In the rats raised at 18°C, the mean maximum level of BAT SNA occurring during the acute hypothermic stimulus was 365 ± 54 units, representing an increase of 353 ± 54 units (1331 ± 180% of control), which was significantly (p < 0.01) greater than the mean maximum level of BAT SNA (197 ± 32 units) achieved in animals raised at 30°C, representing an increase of 165 ± 28 units (520 ± 62% of control). The mean gain of the relationship between falling body temperature and increased BAT SNA was 568 ± 95 units/°C in the rats raised at 18°C, which was significantly (p < 0.005) greater than that in the rats raised at 30°C (196 ± 30 units/°C). The mean operating point temperatures were not different between rats reared at 18°C (35.1 ± 0.2°C) and those reared at 30°C (35.1 ± 0.3°C). Mean arterial pressure and heart rate were also increased in both groups of animals during the hypothermic response (Fig.1 A,B, top traces), although the peak increases in mean arterial pressure and heart rate were not different between the rats raised at 18°C and those raised at 30°C (Table 1).

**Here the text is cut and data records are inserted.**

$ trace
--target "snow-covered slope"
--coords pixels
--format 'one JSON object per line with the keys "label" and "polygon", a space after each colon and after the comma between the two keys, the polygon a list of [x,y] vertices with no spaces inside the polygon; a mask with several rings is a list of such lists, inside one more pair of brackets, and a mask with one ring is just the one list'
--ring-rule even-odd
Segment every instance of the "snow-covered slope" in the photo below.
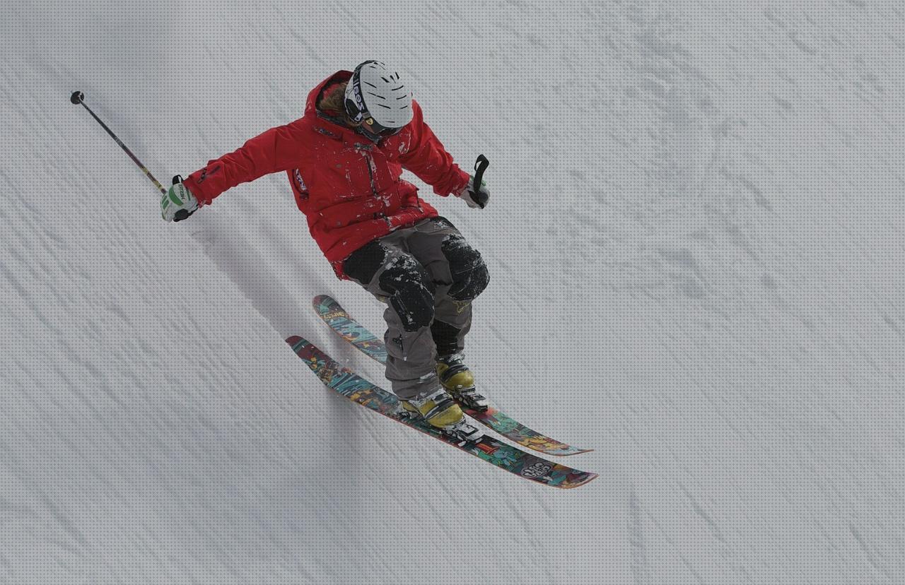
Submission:
{"label": "snow-covered slope", "polygon": [[[0,582],[905,581],[891,1],[6,2]],[[162,181],[396,63],[491,204],[470,360],[596,448],[545,489],[325,391],[341,298],[281,175]],[[414,180],[414,177],[407,177]],[[424,193],[430,193],[424,186]],[[428,195],[433,196],[433,195]]]}

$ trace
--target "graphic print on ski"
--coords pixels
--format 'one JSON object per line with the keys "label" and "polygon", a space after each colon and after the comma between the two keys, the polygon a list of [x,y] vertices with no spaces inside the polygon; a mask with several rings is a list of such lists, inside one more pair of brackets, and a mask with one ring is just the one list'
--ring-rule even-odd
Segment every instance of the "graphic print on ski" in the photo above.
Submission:
{"label": "graphic print on ski", "polygon": [[[335,298],[329,295],[319,295],[314,297],[313,304],[314,310],[318,312],[320,318],[343,339],[377,362],[386,363],[386,346],[384,345],[383,340],[353,319]],[[577,455],[594,450],[578,448],[550,439],[517,422],[492,406],[484,412],[464,407],[462,410],[470,417],[490,427],[503,437],[545,455]]]}
{"label": "graphic print on ski", "polygon": [[431,426],[426,420],[412,419],[400,412],[399,401],[395,395],[340,365],[310,341],[293,335],[288,338],[286,343],[328,388],[353,402],[439,439],[448,445],[457,447],[466,453],[492,463],[500,469],[538,484],[560,488],[578,487],[597,476],[595,473],[580,471],[548,461],[487,435],[475,442],[457,443],[454,439],[442,435],[439,429]]}

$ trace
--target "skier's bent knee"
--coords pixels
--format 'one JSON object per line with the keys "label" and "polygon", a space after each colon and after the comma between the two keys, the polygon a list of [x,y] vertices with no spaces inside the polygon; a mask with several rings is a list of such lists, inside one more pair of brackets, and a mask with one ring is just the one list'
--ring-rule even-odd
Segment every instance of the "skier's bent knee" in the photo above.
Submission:
{"label": "skier's bent knee", "polygon": [[380,275],[380,288],[389,293],[389,303],[405,331],[417,331],[433,320],[436,287],[423,266],[399,258]]}
{"label": "skier's bent knee", "polygon": [[461,301],[477,298],[491,279],[481,252],[472,248],[461,236],[447,238],[443,241],[443,252],[450,263],[452,275],[450,297]]}

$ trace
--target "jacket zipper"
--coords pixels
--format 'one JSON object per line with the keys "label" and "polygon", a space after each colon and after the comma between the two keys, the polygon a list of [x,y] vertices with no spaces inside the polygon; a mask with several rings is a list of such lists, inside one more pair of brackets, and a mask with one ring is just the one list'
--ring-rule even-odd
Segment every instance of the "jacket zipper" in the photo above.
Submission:
{"label": "jacket zipper", "polygon": [[[374,193],[375,197],[380,198],[380,193],[377,193],[377,184],[374,180],[374,157],[371,156],[371,151],[369,150],[365,150],[364,155],[365,155],[365,163],[367,165],[368,180],[371,182],[371,193]],[[386,222],[387,225],[392,226],[392,223],[390,222],[390,218],[386,217],[386,213],[385,212],[386,210],[386,202],[383,201],[382,198],[380,201],[381,203],[383,204],[384,211],[376,212],[374,214],[375,215],[374,219],[382,218],[385,222]]]}

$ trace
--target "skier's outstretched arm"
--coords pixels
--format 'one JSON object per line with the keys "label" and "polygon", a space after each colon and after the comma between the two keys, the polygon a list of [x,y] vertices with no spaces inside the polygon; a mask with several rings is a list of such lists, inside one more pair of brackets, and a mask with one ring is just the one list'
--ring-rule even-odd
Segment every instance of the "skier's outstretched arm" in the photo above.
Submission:
{"label": "skier's outstretched arm", "polygon": [[433,193],[446,197],[459,194],[468,185],[469,175],[459,168],[452,156],[443,147],[424,122],[418,102],[412,102],[413,118],[409,124],[412,144],[408,152],[399,157],[403,168],[414,173],[419,179],[433,187]]}
{"label": "skier's outstretched arm", "polygon": [[204,168],[173,185],[161,200],[161,215],[175,219],[181,209],[188,214],[209,204],[227,189],[271,173],[285,171],[298,160],[302,134],[296,123],[272,127],[251,138],[238,149],[208,161]]}

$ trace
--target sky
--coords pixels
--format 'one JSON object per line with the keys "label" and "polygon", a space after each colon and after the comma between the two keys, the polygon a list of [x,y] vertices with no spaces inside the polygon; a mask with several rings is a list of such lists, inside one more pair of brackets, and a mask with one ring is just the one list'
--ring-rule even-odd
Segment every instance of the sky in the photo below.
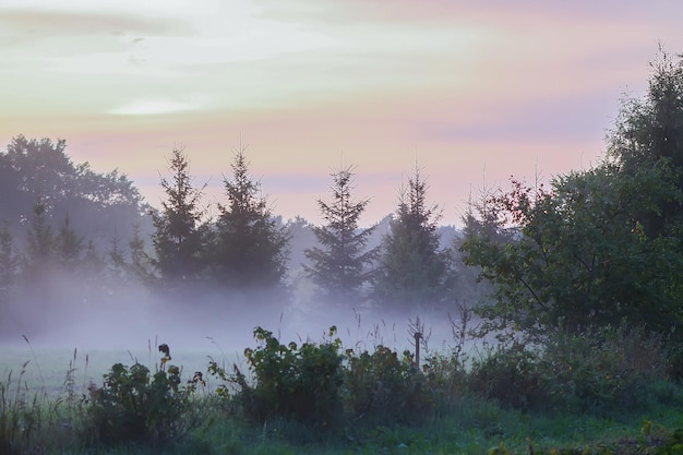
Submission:
{"label": "sky", "polygon": [[205,205],[245,147],[275,215],[321,223],[354,166],[369,226],[419,168],[457,225],[510,177],[594,165],[680,0],[0,0],[0,149],[64,139],[152,205],[183,147]]}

Effect of rearing temperature on BAT SNA responses to disinhibition of RPa neurons
A second stimulus that increases BAT SNA and thermogenesis is disinhibition of neurons in the rostral RPa (Morrison et al., 1999). This site may contain sympathetic premotor neurons providing an excitatory input to the spinal sympathetic preganglionic neurons for BAT, and reduced inhibition of RPa neurons may underlie the increase in BAT thermogenesis in response to a fall in body temperature (Morrison, 1999; Morrison et al., 1999). To determine whether exposure to a lowered environmental temperature in the early postnatal period would alter the BAT SNA response to activation of RPa neurons, we recorded the BAT SNA response to the blockade of local GABAA receptors in RPa with microinjections (60 nl) of bicuculline (500 μm).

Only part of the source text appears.